Newfangled muon imaging recently discovered a huge empty space inside Khufu's Pyramid (also known as the Great Pyramid of Giza), but exploring these ancient structures without damaging them is tricky.
Two French research institutes have come up with an intriguing concept: An autonomous robot blimp. It would collapse to such tiny size that they could drill a 3.5-mm hole into the pyramid, inject the blimp on a rod-like docking station, whereupon it inflates and floats around exploring the interior. When it's done, it returns to the docking station and the researchers pull it back out.

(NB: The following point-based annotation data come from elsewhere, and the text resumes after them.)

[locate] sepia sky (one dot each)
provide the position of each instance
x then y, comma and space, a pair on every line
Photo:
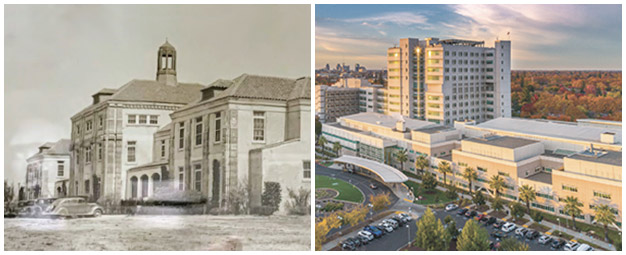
56, 57
562, 37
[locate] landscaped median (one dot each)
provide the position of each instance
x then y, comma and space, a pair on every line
347, 191
428, 197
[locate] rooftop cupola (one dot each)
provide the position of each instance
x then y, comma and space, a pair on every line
166, 64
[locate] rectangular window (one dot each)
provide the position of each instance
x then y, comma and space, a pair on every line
570, 188
601, 195
259, 126
198, 130
60, 168
154, 119
218, 127
162, 148
181, 135
131, 151
306, 166
198, 177
181, 176
143, 119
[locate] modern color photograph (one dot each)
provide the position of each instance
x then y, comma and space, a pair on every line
468, 127
157, 127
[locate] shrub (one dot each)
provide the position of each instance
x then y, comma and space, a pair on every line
271, 195
298, 203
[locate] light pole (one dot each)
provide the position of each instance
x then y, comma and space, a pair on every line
408, 234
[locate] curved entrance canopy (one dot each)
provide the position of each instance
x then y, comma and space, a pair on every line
387, 173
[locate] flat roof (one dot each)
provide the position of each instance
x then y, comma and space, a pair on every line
387, 173
542, 177
503, 141
389, 121
605, 157
550, 129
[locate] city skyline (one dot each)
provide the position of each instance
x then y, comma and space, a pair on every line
544, 37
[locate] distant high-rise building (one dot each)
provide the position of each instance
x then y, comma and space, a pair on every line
446, 80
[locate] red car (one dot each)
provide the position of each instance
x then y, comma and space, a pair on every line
481, 217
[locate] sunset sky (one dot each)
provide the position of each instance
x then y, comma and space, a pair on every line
562, 37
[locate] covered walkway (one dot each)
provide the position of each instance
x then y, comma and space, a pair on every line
386, 173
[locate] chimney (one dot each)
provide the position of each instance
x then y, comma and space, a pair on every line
607, 137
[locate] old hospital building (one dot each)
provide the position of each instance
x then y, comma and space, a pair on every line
189, 137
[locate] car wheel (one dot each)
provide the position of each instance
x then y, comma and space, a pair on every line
97, 213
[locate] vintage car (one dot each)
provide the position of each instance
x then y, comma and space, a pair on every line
73, 207
36, 207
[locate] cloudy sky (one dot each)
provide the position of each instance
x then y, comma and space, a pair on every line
56, 57
542, 36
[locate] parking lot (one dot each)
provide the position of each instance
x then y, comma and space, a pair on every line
460, 222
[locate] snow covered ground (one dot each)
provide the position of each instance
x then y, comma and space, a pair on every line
149, 232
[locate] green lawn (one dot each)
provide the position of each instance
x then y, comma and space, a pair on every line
347, 191
429, 198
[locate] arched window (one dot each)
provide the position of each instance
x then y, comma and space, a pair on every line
216, 182
156, 181
144, 186
133, 187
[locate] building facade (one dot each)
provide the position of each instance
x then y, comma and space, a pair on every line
46, 168
446, 80
115, 133
241, 133
558, 159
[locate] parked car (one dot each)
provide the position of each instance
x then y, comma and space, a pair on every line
462, 211
585, 247
364, 240
366, 234
544, 239
498, 234
386, 227
451, 207
521, 231
73, 207
406, 217
36, 207
498, 224
376, 232
557, 244
508, 227
571, 246
392, 223
470, 214
481, 217
532, 234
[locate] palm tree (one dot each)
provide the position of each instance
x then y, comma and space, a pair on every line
572, 208
470, 175
421, 162
401, 157
444, 168
322, 142
336, 148
604, 216
496, 184
527, 193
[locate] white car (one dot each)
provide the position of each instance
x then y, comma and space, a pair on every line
571, 246
585, 247
386, 227
544, 239
366, 234
508, 227
451, 207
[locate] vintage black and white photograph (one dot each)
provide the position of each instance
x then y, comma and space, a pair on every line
157, 127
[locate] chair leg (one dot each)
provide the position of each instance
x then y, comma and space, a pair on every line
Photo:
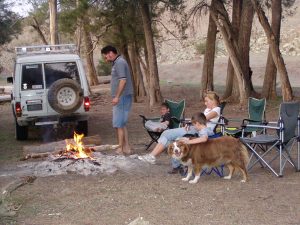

As a story in IEEE Spectrum points out:
Doing exploration like this with a fold-up flying robot sounds like it might be unnecessarily complicated and risky, but there are quite a few good reasons why it would be better than other types of ground robots with wheels, tracks, or legs, or drones with rotors. A blimp doesn’t have to worry about stairs, rocks, ramps (or traps). You get a much better perspective from a blimp, and you can also cover more area more quickly. Blimps can also harmlessly bounce off of obstacles and are less likely to crash than a conventional rotorcraft, and you have to figure that a blimp crash (if it does occur) would be much more pillowy in nature.
The researchers have a prototype of the rod-like injectable dock done; next, they have to make a blimp prototype. I hope this doesn't become vaporware, because autonomous blimps are a) just generally rad, and b) could be useful for all sorts of exploration, including maybe search-and-rescue.